Raising more calves than needed for harvest or breeding is a necessity of the system. Building efficiency while rebuilding the herd should prevent excessive inventory swings that lead to excessive price swings. Lower cycle-over-cycle swings in beef cow inventory since the peak of 1975 are reflective of a unified commitment by the industry to greater production efficiency.
Knowing the factors and costs of raising replacement heifers provides a basis for continued efficiency improvements in the beef industry. A recent experience in developing heifers at the Haskell Agriculture Laboratory in Concord, Nebraska, provides an analysis of the process of growing replacement heifers. The analysis is represented here for educational purposes and is intended to motivate producers to consider the costs of preparing for herd expansion.

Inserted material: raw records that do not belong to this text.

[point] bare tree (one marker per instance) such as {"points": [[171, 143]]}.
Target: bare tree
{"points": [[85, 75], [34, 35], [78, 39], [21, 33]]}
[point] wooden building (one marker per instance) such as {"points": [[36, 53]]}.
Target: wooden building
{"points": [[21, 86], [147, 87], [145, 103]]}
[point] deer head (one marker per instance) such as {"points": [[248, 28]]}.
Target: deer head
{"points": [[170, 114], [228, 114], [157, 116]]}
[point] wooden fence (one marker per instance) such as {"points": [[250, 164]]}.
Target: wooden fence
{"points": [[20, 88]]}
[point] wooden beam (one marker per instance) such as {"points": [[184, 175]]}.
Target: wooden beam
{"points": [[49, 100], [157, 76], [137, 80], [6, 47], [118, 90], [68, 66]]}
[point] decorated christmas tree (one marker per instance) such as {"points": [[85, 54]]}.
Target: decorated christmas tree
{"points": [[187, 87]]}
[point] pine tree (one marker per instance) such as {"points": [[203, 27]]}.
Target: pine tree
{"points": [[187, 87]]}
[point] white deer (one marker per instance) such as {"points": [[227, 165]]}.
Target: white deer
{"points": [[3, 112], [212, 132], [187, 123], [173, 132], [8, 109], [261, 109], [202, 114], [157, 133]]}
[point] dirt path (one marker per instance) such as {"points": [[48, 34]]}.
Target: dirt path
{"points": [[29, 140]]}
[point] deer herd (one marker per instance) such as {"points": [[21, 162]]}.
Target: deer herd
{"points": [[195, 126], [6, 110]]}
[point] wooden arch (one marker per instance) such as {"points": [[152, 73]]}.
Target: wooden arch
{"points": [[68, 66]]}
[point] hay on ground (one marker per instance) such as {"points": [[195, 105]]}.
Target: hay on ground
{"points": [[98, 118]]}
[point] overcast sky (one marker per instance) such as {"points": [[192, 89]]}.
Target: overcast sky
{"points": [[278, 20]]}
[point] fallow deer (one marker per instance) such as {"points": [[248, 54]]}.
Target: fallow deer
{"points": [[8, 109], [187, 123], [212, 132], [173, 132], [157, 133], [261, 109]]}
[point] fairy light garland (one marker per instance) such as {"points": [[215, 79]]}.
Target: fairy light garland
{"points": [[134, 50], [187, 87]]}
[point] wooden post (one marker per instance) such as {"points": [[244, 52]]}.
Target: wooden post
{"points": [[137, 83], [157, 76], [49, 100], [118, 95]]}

Overall, 87 heifers were considered in this analysis. Heifers were enrolled by producers from various regions. Heifers were housed in pens and fed a diet based on corn silage, alfalfa hay, wet distillers grains, and a mineral supplement. Heifers were prepared for timed artificial insemination (AI) a second time if they failed to conceive after a first attempt at timed AI. The average heifer spent 220 days in the program. A total of 71 heifers were confirmed pregnant (82%). Costs were $627 per heifer ($2.85/heifer/day), or $768 per pregnancy. Therefore, under conditions of the program (82% pregnancy rate), if a heifer was retained in the fall of 2023 for replacement, the total cost of her first pregnancy would be $2,400 ($1,620 was the value of the heifer in the fall of 2023 and it cost $768 to achieve pregnancy).

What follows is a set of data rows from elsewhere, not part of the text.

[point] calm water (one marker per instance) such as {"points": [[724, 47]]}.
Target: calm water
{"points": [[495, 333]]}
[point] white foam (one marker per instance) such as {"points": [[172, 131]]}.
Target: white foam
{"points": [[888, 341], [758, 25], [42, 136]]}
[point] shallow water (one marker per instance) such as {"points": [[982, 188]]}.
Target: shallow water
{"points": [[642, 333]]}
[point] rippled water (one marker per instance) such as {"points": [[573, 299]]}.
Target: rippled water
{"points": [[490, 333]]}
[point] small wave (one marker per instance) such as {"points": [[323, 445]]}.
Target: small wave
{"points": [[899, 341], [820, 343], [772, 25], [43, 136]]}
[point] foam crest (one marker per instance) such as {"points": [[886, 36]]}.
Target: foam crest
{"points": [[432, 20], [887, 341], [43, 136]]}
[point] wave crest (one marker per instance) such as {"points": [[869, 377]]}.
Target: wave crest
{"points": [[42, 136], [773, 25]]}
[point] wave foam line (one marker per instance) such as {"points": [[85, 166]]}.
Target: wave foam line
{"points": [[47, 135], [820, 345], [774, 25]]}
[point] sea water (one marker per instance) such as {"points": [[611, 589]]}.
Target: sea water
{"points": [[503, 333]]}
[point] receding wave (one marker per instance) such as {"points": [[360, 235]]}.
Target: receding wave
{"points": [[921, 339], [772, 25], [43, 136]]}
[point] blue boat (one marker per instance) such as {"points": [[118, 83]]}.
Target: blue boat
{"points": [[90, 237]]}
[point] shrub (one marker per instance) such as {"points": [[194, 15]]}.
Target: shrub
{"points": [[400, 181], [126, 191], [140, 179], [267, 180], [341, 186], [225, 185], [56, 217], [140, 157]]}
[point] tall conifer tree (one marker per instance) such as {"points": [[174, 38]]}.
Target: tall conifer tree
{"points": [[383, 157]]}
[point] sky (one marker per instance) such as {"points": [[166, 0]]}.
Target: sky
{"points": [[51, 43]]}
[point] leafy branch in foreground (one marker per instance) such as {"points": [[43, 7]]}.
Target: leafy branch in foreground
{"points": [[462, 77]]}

As producers look at current prices, there may be an opportunity to retain heifers at similar prices as a year ago and expect to spend from $2,300 to $2,600 to raise a pregnant heifer. However, a thorough analysis of critical control points (energy, protein and mineral supply, water quality, winter housing, heat abatement, and gentle handling) to ensure breeding success in 2025 is in order.